The combined power figure is 500 kW, which combines with the two different kinds of torque (McLaren describes the E-Motor’s job as providing “torque infill”, meaning there is never a flat spot) to produce 720 Nm. All of that grunt somehow gets to the ground through the rear wheels alone, which should make it a big hairy handful to drive, but this F1-bred company knows a thing or two about software and traction, and the electronics manage to make you feel in control at all times, with just a tiny touch of tail wagging now and then to also make you feel alive.
I have no problem at all believing the claims for the Artura’s zero to 200 km/h time of 7.2 seconds ( just ponder that for a moment; it takes some hot hatches that long to get to 100 km/h, a number the McLaren hits in 2.9 seconds), because I experienced it several times at Sydney Motorsport Park.
The Artura is capable of coming out of the last corner onto the long straight there like one of Space X’s more explosive rockets and you find yourself smashing past 200km/h less than a third of the way down. At this point you wonder whether 300 is possible (the car can easily exceed that number, of course), and perhaps it would be in a racing driver’s hands. My right foot became as nervous as my thudding heart at 260 km/h and I eased off, smacked its incredible brakes and hurled into turn one at 180 km/h.
It is at this juncture that the aero package on a vehicle like this really comes into its own. I was pretty sure I’d gone into the bend at a speed faster than my abilities, and this was confirmed when the Artura squirrelled underneath me, just enough to push my eyelids to the top of my skull, but this McLaren is so nailed to the ground that it just gripped, ripped and poured through the bend like liquid metal.

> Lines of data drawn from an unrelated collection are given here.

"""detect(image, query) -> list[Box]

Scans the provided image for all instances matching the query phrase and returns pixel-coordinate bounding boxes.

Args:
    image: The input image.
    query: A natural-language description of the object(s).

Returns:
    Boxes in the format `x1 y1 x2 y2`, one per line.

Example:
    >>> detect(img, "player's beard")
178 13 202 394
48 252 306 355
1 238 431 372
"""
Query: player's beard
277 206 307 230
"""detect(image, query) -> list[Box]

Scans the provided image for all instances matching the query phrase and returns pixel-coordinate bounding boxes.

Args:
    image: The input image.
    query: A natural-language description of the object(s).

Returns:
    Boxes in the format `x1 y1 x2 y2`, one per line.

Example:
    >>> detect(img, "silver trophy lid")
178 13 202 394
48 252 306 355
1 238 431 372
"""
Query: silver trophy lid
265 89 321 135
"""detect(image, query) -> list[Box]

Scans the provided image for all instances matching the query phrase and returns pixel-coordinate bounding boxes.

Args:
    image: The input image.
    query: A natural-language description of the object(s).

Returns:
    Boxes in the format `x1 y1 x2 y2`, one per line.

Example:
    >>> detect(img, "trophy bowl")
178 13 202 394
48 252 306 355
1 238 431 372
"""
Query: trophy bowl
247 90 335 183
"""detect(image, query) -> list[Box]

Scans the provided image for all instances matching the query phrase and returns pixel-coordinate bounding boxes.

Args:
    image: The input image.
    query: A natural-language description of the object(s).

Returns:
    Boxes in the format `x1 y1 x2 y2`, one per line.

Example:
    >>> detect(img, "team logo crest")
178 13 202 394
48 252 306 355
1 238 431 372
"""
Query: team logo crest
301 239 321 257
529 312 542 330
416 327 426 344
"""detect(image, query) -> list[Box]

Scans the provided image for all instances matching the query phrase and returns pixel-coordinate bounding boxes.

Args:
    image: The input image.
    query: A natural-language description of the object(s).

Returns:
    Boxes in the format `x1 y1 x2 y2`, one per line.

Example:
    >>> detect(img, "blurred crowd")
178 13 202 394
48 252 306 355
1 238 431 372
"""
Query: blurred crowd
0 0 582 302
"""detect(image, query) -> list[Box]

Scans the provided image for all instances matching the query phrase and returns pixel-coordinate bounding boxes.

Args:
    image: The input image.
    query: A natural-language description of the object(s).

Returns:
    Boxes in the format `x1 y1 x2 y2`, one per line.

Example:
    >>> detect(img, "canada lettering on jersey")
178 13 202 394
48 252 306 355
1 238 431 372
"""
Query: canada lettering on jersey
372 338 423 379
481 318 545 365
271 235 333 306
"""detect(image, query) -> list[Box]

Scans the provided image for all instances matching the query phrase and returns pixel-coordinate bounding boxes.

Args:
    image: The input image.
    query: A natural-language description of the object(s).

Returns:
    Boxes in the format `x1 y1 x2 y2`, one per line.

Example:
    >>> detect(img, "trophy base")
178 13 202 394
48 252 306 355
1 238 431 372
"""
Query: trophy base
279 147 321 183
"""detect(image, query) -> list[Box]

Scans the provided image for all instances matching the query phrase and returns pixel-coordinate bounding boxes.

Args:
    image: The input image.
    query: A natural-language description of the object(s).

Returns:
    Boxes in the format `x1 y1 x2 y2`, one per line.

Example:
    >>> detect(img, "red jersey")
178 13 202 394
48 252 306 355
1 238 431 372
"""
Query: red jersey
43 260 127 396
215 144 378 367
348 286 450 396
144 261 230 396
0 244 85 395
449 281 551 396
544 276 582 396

It was wonderful, thrilling, entirely enervating.
Throw in its brilliantly sharp steering and an engine note from that 3.0-litre V6 that somehow manages to sound more angry and yet pleasant than any McLaren V8 before it and you’ve got one hell of a supercar. Soon, of course, engine notes like that will be gone, so soaking up this golden-age moment with several dozen more laps seemed the only appropriate thing to do.
Yes, a Ferrari 296 GTB, another super hybrid, is a bit faster, but the McLaren is more than quick enough, and it’s cheaper too, at $449,500.
And it’s a fair bet that it will be worth more than that in a few years. Yes, you really should buy one.